アトラシアン株式会社 ソリューションエンジニア 古川 亨氏
アトラシアン株式会社 ソリューションエンジニア 古川 亨氏

「コードを書かない時間」に忙殺されるソフトウェアエンジニア

 一般的なソフトウェア開発のライフサイクルは、プロダクトディスカバリーや要件定義から始まり、設計、実装、テスト、デプロイ、そしてフィードバックといった流れで構成されている。その一方で、多くの開発現場において、エンジニアは実装作業だけでなく、ドキュメントの所在確認やプロダクトマネージャーとの要件調整といった作業に忙殺されている現実がある。古川氏は、特に大規模な既存コードベースの言語移行や、要件が曖昧なままタスクが降りてくる状況といった、技術的には可能だが心理的・時間的負担が大きい作業の存在を指摘する。

 これらの課題に対し、アトラシアンが提案する答えがコーディングAI「Rovo Dev」だ。これまで同社は「Confluence」によるナレッジマネジメントや「Jira」によるプロジェクト管理といった、開発の「周辺」を支えるツールを提供してきた。Rovo Devの登場により、開発工程そのものについてもAIで支援することが可能となる。
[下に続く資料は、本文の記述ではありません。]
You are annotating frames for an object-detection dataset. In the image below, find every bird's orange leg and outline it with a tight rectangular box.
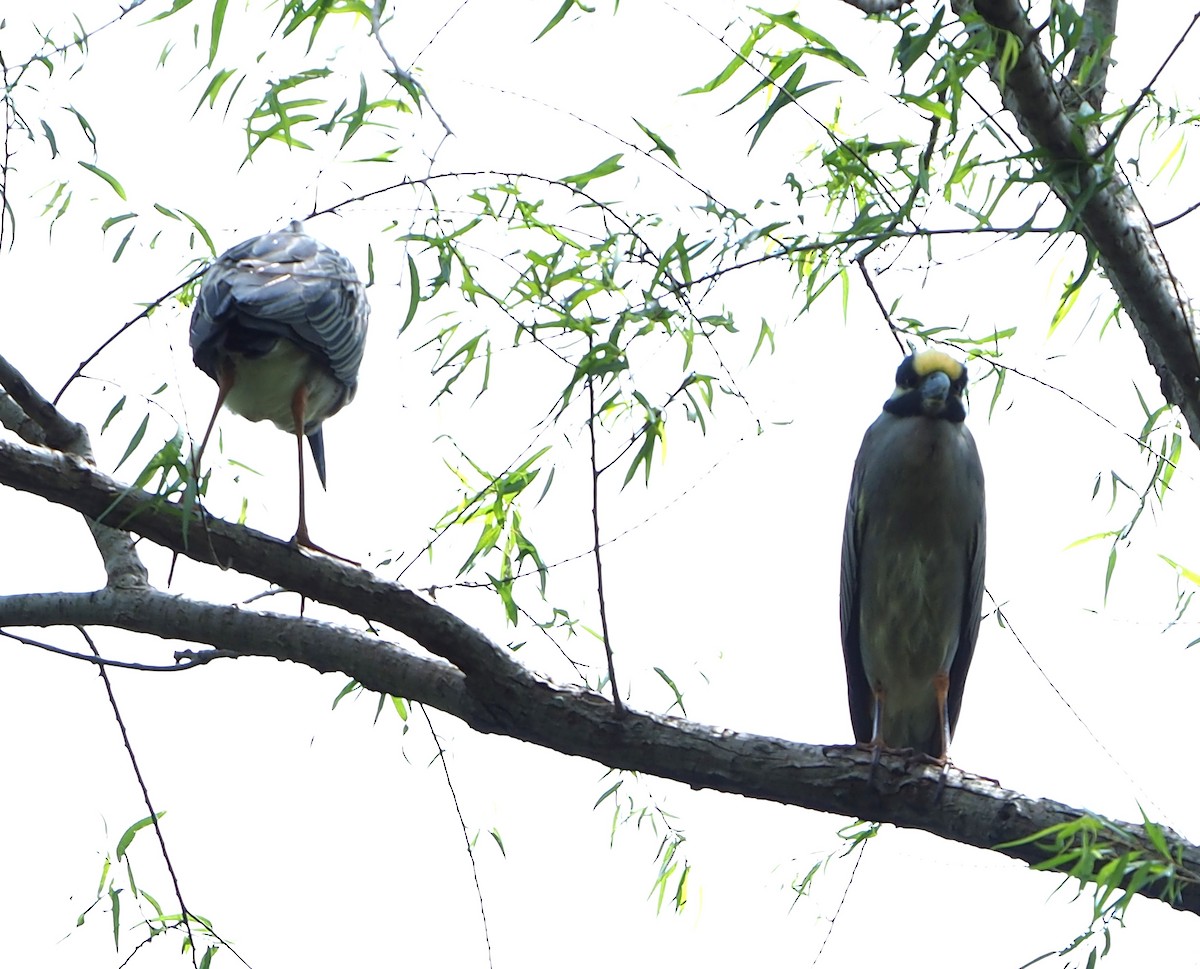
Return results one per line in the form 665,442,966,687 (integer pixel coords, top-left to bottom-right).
934,673,950,764
866,687,887,783
934,673,950,804
292,383,319,555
 本セッションでは「Todoアプリの改修」という例を通して、Rovo Devを使った2つのデモンストレーションが披露された。

「難しくないが地道で大変」「感情的な対立を生みかねない」タスクをAIにアウトソース

 まず、古川氏はJavaScriptで書かれたログインコンポーネントのコードをTypeScriptへ変換する様子を紹介した。まずはJiraのチケットに記載された要件を確認。今回のデモンストレーションでは以下のような要件が記載された。
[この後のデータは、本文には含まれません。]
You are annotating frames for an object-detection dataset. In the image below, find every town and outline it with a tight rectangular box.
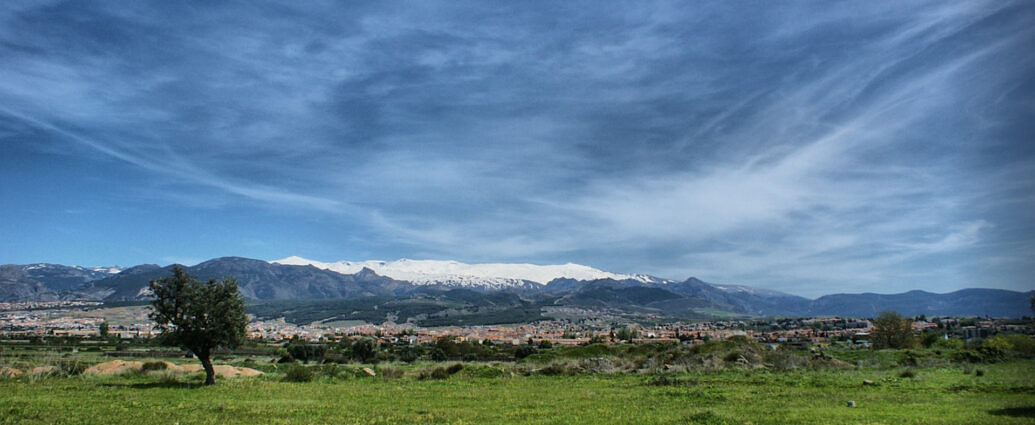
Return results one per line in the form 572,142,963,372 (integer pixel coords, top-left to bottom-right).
0,301,1035,347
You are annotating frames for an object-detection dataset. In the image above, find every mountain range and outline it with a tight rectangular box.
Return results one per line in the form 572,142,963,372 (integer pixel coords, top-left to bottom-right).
0,256,1035,322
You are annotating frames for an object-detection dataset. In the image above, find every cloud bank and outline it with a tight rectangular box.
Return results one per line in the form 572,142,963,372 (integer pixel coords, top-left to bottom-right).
0,2,1035,296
  • 指定された.jsファイルをTypeScriptのソースコードに変換し、それに伴う型定義を変更する
  • ビルドする際に必要なツールチェーンの設定をする
  • ユーザーがログインボタンを押した際に、入力内容を含むログを出力する
  • ログにはログイン試行の成功/失敗も含める

 これらを踏まえて、Rovo Devに「指定されたJiraのチケットの内容を実装し、プルリクエストを作成して」と指示すれば、記載された要件を満たした処理が自動で行われる。もちろん、修正履歴もログとして残され、コードの動作確認とその結果も記録される。

変更内容と動作確認の結果が出力される
変更内容と動作確認の結果が出力される

 このようなソースコードの変換やログ出力の追加といった「技術的には難しくないが、地道で大変な作業」こそ、AIが真価を発揮する領域であり、たとえ数百ものファイルが存在したとしても一気に対応可能だ。
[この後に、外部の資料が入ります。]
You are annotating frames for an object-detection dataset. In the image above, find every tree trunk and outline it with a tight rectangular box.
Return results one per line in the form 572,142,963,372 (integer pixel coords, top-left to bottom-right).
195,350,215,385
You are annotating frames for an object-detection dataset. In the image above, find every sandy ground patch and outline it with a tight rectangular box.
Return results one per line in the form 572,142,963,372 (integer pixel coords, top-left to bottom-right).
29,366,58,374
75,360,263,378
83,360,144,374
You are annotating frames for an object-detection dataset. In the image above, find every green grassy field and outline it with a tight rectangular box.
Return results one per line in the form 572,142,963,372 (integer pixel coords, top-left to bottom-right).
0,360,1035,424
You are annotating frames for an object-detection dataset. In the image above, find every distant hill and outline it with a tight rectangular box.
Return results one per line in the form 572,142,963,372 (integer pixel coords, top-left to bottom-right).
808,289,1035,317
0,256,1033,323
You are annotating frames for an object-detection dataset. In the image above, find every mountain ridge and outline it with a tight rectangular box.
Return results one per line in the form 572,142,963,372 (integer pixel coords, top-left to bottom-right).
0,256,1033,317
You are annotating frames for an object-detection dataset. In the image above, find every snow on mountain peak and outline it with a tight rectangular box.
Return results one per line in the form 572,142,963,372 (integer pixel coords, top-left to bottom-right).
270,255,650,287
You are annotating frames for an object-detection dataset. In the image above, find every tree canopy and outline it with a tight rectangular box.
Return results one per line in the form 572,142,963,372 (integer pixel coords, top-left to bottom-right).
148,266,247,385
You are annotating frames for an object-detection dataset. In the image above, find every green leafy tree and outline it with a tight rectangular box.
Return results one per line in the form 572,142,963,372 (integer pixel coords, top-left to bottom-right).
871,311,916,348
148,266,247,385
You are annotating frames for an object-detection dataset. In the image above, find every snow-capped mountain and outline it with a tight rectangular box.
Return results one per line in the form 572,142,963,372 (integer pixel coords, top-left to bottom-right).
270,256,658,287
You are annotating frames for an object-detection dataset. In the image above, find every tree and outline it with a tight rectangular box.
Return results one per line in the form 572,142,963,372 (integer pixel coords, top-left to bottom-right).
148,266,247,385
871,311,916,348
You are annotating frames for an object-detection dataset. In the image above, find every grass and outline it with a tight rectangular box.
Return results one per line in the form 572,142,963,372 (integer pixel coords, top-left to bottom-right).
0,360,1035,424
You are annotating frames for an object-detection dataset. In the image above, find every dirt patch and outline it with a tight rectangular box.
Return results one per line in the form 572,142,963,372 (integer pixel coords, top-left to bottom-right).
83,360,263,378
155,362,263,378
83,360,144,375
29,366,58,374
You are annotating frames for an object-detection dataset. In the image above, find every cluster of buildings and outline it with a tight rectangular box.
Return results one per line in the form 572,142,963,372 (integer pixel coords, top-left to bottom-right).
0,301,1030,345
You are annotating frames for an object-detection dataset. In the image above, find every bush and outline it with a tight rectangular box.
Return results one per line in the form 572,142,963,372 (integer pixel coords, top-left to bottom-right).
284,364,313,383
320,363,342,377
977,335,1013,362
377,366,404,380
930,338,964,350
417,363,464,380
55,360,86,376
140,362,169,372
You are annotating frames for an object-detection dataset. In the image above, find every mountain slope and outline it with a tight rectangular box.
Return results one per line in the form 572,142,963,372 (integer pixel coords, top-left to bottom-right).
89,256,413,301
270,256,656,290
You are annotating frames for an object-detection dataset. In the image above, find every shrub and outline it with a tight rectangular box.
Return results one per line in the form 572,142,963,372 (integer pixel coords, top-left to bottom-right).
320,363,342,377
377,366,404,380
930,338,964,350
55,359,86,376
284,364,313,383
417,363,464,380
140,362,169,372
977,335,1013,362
 さらに、古川氏はAIによるコードレビューも実施。「Bitbucket」と連携したAIエージェントによって、プルリクエストに上がってきたコードをレビューできる。リポジトリ内のコードや一般的なLLMが持つ汎用的な知識だけでなく、組織およびプロジェクトが独自に定めたルールのほか、JiraやConfluenceのデータも参照し、アトラシアンの製品群と密接に連携。精度の高いコード生成やレビューが実現する。例えば、単に「ログを追加して」という指示に対しても、プロジェクトの標準ライブラリや出力形式を理解した上でコードを書き換えることができる。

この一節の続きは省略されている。